Терапевтический архив (Feb 2015)
Clinical and pathogenetic features of inflammatory and atrophic changes in the gastroduodenal zone in patients with varying severity of chronic heart failure associated with coronary artery disease
Abstract
Aim. To study the clinical features of inflammatory and atrophic changes (IAIs) in the gastroduodenal zone (GDZ) in people with varying severity of chronic heart failure (CHF) associated with coronary artery disease (CAD) and to determine gastric secretion, local microcirculation, and the presence of Helicobacter pylori. Subjects and methods. Seventy-four patients with CHF and gastric duodenal (GD) IAIs who were divided into 2 groups according to its severity were examined. The specific features of impaired gastric secretory function and blood flow in the GD mucosa and its contamination with Н. pylori were elucidated.

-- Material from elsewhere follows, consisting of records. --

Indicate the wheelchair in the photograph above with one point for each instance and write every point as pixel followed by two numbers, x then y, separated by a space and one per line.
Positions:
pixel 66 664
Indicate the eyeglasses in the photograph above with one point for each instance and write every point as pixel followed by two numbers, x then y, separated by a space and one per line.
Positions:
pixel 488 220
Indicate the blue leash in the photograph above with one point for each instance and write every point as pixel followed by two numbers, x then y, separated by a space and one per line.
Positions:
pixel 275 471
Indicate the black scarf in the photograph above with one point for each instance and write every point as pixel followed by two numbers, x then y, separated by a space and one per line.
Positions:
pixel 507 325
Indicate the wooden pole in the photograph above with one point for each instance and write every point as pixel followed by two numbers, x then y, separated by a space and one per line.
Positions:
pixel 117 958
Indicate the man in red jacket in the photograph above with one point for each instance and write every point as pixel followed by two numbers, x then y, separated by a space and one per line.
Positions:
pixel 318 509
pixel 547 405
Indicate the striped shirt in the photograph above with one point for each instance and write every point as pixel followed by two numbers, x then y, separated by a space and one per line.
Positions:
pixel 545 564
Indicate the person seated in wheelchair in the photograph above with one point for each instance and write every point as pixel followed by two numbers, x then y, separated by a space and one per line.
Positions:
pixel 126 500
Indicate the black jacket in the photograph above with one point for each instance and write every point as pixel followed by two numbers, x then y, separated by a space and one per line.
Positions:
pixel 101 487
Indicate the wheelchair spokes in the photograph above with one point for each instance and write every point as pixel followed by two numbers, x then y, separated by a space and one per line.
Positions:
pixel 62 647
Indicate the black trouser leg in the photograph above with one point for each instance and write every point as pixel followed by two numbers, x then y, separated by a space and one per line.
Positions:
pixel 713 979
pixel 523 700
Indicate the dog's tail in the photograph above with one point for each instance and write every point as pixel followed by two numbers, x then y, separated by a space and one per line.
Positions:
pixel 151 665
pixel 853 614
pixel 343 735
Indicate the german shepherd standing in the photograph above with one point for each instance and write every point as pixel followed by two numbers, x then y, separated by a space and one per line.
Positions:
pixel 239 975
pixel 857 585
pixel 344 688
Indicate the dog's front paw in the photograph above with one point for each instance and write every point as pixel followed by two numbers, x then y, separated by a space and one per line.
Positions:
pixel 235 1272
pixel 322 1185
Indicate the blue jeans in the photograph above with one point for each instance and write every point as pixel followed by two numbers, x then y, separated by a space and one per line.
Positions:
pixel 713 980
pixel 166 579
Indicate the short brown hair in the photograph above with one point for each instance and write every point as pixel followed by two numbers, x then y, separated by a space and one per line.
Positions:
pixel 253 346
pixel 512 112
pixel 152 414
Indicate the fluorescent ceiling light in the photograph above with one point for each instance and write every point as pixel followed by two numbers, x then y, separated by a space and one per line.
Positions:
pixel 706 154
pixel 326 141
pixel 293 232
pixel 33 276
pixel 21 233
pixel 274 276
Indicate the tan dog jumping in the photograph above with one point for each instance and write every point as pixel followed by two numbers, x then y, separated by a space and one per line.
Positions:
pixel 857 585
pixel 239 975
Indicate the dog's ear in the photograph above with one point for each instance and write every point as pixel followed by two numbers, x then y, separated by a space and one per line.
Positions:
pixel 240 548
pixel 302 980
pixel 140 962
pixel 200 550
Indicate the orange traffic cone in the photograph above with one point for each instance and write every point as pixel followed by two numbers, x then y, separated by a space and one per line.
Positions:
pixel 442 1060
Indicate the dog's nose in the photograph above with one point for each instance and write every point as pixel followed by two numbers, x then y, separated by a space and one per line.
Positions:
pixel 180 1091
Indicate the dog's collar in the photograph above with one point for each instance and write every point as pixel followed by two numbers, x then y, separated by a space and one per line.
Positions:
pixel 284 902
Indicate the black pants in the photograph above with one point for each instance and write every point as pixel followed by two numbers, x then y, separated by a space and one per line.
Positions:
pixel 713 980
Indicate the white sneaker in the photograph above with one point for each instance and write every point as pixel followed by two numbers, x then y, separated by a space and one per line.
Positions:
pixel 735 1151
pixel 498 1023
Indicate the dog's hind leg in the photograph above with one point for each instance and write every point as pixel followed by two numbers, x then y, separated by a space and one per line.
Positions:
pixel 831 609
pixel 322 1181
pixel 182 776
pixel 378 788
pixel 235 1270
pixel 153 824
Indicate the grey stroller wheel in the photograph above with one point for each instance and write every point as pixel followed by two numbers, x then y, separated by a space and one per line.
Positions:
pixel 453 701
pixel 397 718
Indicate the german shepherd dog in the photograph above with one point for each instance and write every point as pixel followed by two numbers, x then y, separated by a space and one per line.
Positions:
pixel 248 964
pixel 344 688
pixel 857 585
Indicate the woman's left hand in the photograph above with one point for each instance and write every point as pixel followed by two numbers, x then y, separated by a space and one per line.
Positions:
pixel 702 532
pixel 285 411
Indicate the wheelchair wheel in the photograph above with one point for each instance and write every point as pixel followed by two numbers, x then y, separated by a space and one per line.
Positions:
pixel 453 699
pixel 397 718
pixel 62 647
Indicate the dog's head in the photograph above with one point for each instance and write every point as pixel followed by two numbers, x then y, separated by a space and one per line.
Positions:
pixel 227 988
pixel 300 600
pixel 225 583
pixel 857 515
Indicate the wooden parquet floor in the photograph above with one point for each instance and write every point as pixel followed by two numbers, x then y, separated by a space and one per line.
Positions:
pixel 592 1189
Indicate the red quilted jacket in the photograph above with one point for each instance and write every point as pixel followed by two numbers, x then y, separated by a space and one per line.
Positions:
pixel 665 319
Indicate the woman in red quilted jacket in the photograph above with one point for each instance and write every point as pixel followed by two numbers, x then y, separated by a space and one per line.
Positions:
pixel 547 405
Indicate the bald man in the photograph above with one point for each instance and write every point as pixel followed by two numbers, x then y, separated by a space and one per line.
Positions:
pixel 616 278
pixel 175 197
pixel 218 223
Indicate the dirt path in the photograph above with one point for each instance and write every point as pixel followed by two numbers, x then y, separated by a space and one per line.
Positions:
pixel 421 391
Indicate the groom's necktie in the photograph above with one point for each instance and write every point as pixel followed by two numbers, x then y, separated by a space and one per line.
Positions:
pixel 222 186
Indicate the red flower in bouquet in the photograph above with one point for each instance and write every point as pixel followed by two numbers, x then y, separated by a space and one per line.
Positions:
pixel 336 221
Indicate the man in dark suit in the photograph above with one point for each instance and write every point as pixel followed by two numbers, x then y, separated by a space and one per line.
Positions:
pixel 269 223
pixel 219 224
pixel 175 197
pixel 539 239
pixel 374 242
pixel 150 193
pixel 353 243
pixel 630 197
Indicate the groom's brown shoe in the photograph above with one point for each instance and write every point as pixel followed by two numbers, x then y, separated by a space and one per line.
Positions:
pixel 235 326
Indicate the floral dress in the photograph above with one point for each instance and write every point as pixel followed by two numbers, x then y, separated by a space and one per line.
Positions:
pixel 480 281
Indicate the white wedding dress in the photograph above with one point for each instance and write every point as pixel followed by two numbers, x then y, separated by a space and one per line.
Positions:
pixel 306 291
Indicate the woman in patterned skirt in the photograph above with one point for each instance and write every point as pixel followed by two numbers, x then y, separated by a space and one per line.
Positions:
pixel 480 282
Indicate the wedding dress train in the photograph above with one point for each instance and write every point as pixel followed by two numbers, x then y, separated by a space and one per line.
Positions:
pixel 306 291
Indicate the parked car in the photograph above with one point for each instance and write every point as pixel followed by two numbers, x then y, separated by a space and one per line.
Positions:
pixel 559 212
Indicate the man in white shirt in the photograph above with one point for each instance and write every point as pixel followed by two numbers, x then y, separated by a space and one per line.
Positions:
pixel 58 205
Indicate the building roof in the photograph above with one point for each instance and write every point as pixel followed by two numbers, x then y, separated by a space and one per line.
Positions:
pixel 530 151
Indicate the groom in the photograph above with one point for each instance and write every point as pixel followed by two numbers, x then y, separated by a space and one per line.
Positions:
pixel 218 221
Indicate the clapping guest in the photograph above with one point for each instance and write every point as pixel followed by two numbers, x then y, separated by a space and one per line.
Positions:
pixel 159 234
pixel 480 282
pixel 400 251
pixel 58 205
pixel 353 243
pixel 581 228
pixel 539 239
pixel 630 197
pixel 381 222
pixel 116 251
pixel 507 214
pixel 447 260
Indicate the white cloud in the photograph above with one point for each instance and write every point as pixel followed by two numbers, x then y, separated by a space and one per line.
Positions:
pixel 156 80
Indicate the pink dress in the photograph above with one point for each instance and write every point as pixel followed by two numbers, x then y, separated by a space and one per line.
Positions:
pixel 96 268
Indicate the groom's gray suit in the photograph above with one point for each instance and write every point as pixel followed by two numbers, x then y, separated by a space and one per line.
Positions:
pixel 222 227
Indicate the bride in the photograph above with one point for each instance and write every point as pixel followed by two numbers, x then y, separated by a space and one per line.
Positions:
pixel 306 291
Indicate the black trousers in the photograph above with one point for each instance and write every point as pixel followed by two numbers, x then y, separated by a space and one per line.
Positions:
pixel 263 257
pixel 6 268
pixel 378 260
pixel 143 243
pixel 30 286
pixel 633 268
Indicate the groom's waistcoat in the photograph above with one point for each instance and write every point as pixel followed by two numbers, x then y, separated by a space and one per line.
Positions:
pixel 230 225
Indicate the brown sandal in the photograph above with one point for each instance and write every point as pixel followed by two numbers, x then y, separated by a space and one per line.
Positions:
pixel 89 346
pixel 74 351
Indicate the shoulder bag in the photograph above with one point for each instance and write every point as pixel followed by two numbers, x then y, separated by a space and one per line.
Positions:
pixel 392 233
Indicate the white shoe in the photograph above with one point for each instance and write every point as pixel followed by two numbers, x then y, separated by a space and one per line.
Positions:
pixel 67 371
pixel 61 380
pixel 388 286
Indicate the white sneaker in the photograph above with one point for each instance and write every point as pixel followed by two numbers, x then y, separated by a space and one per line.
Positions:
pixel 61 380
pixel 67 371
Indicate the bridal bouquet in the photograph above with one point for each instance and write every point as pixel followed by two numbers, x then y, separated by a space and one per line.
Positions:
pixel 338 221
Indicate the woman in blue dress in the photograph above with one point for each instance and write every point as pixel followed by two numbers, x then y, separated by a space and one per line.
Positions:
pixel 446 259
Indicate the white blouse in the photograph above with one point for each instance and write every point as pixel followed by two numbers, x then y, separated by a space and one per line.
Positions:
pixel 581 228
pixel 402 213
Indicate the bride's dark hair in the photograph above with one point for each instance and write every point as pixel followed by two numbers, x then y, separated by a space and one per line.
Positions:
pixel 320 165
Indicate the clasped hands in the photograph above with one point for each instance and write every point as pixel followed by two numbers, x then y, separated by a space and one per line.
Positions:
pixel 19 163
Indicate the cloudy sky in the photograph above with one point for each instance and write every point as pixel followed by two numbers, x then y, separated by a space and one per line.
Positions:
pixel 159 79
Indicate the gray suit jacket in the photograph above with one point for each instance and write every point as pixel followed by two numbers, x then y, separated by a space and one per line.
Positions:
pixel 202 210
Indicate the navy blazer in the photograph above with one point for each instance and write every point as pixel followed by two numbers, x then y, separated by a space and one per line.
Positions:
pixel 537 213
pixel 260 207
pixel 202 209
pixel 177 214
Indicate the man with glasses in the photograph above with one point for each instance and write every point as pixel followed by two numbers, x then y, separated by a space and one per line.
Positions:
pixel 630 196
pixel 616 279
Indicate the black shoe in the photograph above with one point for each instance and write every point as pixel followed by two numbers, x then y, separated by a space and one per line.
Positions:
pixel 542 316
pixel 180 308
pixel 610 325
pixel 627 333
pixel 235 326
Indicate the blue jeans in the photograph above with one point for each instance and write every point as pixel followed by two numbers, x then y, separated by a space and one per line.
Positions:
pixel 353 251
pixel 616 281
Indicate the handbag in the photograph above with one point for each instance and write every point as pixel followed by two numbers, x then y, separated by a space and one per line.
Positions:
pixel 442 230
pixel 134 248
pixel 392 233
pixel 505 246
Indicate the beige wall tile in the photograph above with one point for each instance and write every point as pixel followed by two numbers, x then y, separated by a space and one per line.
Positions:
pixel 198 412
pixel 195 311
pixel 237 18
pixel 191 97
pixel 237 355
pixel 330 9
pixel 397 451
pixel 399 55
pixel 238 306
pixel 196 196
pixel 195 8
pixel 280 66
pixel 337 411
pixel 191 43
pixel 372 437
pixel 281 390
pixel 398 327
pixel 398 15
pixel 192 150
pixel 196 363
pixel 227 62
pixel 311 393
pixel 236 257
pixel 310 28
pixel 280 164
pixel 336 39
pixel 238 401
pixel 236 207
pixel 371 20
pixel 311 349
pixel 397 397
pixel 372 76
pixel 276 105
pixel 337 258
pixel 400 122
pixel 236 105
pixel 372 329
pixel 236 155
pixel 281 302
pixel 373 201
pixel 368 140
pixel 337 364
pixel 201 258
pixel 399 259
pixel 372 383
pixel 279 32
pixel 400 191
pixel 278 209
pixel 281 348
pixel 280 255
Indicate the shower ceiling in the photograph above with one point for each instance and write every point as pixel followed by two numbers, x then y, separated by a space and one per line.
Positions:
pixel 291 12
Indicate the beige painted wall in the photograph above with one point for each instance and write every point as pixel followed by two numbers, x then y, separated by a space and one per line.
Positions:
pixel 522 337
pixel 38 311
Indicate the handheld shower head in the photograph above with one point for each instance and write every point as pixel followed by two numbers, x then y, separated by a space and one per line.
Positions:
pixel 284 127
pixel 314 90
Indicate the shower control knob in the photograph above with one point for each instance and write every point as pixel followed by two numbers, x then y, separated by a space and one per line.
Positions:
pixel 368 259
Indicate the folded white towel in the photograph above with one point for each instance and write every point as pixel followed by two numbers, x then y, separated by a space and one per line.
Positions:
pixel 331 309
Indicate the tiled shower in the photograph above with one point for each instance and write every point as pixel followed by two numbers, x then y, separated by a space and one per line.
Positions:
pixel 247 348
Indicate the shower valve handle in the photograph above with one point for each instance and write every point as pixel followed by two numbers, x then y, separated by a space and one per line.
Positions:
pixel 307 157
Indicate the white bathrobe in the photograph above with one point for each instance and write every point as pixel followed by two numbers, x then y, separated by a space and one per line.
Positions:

Results. GD IAIs were ascertained to be mainly focal in the patients with Stages I-IIa CHF and focal or diffuse in those with Stages IIb-III. According the clinical findings, these changes were generally shown in the concurrence of transient and unstable (in early-stage circulatory insufficiency) and prolonged and persistent (during severe congestive events) phenomena. The development of IAIs in the GDZ was linked to its thrombohemorrhagic microcirculatory disorders, the severity of which increased as the symptoms of CHF progressed. In Stages I-IIa circulatory insufficiency, this was accompanied by the normal activity of acid-peptic factor, by the decreased production gastromucoproteins, and, in 58.3% of cases, by H. pylori. The patients with Stages IIb-III showed the suppressed production of all constituents of gastric secretion and H. pylori in 63.2% of cases. Conclusion. The clinical manifestations and mechanisms of GD IAIs in CHF associated with CAD have a number of substantial differences in relation to its severity, which should be kept in mind when elaborating therapeutic and diagnostic measures.